Едва приехав в этот дом, полный показной роскоши, я разделась и пошла совершенно спокойно, без всякого кокетства, не пытаясь как-то защитить себя, к бассейну — замечательному бассейну, возвышающемуся над морем, — возле которого меня ждали расслабленные и, наверное, насмешливые гости Леонелли. Фред шел в двух шагах позади меня, такой красивый, и я знала, что невидимые за черными очками взгляды детально изучают его стройность и мою худобу, его загар и мои веснушки, шелк его и рыхлую структуру моей кожи, его удлиненные мускулы и мои торчащие кости. Я заставила себя идти к ним, идти выпрямившись во весь рост, без накидки, без пеньюара или какого-нибудь пляжного платья, без какого бы то ни было из тех воздушных и жалких аксессуаров, за которыми женщины скрываются, одновременно выставляя себя напоказ, рисуясь и провоцируя. Я шла к ним, — к небрежности красавицы Патрисии, к шестнадцати годам Бьянки Леонелли, к намазанному маслом и размассированному совершенству итальянки, к роскошным плечам Джетульо — шла со своими морщинами, со своим большим носом, сгоревшей кожей, вся гордая собой, настроенная лицом к лицу встретить злорадную насмешливость, зазвучавшую в приветственных криках. Я, конечно, все прекрасно понимаю. Но я навяжу им свою безмятежность. Навяжу им Фреда. Навяжу им образ зрелости и образ женщины, которую ничто, несмотря на их нравы и все их разговоры, вроде бы не позволяет им принять в свой круг. И я тут же поняла, что эта первая битва — битва обнаженного тела в ярком полуденном свете — мною выиграна.

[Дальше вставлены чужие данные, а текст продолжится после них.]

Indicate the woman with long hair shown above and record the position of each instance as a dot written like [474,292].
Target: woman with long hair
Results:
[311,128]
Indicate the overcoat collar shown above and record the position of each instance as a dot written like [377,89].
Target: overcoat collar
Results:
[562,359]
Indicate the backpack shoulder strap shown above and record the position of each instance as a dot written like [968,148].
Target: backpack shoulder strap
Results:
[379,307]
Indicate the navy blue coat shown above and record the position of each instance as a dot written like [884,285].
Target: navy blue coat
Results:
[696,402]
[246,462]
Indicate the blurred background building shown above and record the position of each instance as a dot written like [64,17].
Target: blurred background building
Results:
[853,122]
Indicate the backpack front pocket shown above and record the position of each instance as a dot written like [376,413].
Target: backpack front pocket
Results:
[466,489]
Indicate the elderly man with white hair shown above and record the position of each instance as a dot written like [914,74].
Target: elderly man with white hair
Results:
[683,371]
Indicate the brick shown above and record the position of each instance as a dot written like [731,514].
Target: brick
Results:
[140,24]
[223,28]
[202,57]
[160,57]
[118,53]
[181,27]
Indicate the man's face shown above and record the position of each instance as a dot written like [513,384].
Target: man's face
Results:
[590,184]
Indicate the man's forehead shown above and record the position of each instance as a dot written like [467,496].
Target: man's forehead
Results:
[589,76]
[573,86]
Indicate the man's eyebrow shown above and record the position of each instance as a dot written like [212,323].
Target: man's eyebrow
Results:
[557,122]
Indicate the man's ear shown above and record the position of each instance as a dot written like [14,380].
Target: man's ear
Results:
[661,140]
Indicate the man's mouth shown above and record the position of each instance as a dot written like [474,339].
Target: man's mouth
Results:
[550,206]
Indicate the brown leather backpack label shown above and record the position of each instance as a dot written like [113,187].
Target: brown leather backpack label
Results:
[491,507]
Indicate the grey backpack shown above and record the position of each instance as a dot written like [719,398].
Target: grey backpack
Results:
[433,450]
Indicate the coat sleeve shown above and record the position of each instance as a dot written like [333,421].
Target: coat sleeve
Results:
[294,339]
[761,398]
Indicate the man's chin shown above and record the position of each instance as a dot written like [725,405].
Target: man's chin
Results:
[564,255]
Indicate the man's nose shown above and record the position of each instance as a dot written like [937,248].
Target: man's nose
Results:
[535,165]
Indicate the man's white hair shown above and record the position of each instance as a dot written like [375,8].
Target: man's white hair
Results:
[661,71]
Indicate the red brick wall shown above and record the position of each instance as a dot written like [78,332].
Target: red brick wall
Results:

Сейчас уже вечер, и я могу снять охрану. (Сколько еще времени будем мы заимствовать метафоры из мужской мифологии?) Я долго разговаривала с Колетт Леонелли в ее комнате. Она продемонстрировала мягкий цинизм, разочарование, буржуазную скромность монастырской воспитанницы. Ее глаза не изменились, такие же темные и будто трепещущие. В ее комнате такой беспорядок, что против моей воли воскрешает у меня в голове массу сальных грустных анекдотов. Она говорит со мной о «Стремительных женщинах» с выверенной деликатностью, на которую я никак не считала ее способной. Она задумчиво пьет медленными глотками, и ее голос мало-помалу становится глухим. Фред спустился к морю искупаться.